Stiles fit au mieux pour recentrer ses pensées sur quelque chose de plus joyeux, comme le bonheur qu'il ressentait chaque fois à l'idée de se retrouver avec ses amis, cette deuxième famille qu'il aimait tant. Et même si leur mentir continuait de le miner, ce que lui faisait ressentir leur présence valait tous les mensonges du monde – ou presque. Ainsi, il était prêt à mettre de côté cette fatigue si lourde qu'il ne pouvait complètement l'ignorer et cette souffrance de se savoir condamné – et d'en garder le secret. Mais il était d'avis que c'était le mieux à faire. Il se protégeait et préservait les autres également. Comment pourraient-ils être inquiétés d'une chose dont ils n'étaient pas au courant ? Si d'aventure un Psi – ce qui restait hautement improbable pour Stiles – venait à interroger la meute à son sujet, l'on saurait dès le départ qu'ils n'étaient au courant de rien. Ainsi, pas de torture, pas d'embuscade, pas de kidnapping.
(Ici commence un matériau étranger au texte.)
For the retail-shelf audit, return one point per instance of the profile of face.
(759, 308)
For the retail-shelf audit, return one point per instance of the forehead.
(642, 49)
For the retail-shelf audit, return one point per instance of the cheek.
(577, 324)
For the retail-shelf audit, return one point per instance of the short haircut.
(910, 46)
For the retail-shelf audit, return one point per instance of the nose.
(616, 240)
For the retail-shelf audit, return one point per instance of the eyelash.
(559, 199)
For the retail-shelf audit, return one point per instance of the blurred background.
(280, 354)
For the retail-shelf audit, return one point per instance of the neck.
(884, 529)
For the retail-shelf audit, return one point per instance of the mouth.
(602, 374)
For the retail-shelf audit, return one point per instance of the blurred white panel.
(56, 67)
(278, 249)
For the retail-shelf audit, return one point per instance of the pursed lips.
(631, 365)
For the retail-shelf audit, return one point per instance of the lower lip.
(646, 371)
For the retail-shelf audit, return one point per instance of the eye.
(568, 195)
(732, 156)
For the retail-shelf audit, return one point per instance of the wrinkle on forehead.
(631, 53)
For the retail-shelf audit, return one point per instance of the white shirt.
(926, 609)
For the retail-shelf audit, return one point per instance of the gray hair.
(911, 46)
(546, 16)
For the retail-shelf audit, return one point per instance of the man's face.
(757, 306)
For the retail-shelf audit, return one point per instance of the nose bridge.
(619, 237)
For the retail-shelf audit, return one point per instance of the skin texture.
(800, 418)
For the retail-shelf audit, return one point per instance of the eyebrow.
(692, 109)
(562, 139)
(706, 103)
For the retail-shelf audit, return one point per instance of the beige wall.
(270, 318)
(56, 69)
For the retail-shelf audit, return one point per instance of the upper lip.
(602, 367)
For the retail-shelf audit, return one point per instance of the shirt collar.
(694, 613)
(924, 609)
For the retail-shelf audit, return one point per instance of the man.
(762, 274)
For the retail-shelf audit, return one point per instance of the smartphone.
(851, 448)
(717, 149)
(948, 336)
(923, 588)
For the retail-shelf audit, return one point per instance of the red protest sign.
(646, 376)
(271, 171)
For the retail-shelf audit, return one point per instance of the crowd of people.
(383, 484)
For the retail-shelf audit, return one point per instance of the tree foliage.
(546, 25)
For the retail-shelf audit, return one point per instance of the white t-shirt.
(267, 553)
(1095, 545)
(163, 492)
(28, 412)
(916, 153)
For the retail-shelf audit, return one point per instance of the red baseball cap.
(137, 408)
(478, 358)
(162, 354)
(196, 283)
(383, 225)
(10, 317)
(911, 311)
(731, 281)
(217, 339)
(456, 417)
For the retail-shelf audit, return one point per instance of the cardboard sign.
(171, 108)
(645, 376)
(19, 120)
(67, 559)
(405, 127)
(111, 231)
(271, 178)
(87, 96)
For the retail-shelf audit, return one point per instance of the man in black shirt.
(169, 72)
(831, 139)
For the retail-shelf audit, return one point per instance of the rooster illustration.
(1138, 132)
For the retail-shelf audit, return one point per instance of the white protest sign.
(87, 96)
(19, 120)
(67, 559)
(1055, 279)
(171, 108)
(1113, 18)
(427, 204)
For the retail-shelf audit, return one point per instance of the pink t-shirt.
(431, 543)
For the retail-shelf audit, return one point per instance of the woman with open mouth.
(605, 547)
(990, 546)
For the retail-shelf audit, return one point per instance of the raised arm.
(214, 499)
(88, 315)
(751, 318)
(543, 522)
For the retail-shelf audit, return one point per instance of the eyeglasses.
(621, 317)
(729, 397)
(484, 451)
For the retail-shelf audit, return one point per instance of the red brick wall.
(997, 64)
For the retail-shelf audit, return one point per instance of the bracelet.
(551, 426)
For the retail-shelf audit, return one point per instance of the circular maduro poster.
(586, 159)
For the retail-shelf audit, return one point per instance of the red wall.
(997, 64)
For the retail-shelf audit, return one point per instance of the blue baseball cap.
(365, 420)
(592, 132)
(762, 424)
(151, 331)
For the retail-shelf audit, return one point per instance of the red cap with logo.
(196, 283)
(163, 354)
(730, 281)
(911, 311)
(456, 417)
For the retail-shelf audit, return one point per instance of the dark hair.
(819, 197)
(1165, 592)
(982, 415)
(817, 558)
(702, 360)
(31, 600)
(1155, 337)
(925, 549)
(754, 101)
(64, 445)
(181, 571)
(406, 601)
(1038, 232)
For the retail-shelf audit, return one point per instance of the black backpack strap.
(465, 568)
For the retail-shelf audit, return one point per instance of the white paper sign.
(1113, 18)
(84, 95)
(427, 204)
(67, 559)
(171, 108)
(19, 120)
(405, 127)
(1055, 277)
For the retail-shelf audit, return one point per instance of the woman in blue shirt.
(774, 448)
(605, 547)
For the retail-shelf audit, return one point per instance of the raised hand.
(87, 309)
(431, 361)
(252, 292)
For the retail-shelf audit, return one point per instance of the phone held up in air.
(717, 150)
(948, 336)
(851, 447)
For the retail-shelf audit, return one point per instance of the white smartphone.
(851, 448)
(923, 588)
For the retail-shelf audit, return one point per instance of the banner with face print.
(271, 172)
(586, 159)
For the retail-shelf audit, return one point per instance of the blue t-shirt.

Puis de toute façon, Stiles ne voyait pas la meute bien réagir si on leur apprenait ce qu'il était. A son avis, on ne chercherait pas l'aider ni à le protéger en raison de ce mensonge titanesque – et il le comprenait. D'une certaine manière, il passait ses journées et ses nuits à leur mentir, les trahir. Se regarder dans le miroir devenait chaque fois plus difficile… Mais il assumait, à sa manière. Si un jour les choses venaient à se gâter, il prendrait ses responsabilités – il ne savait pas encore comment, mais il le ferait.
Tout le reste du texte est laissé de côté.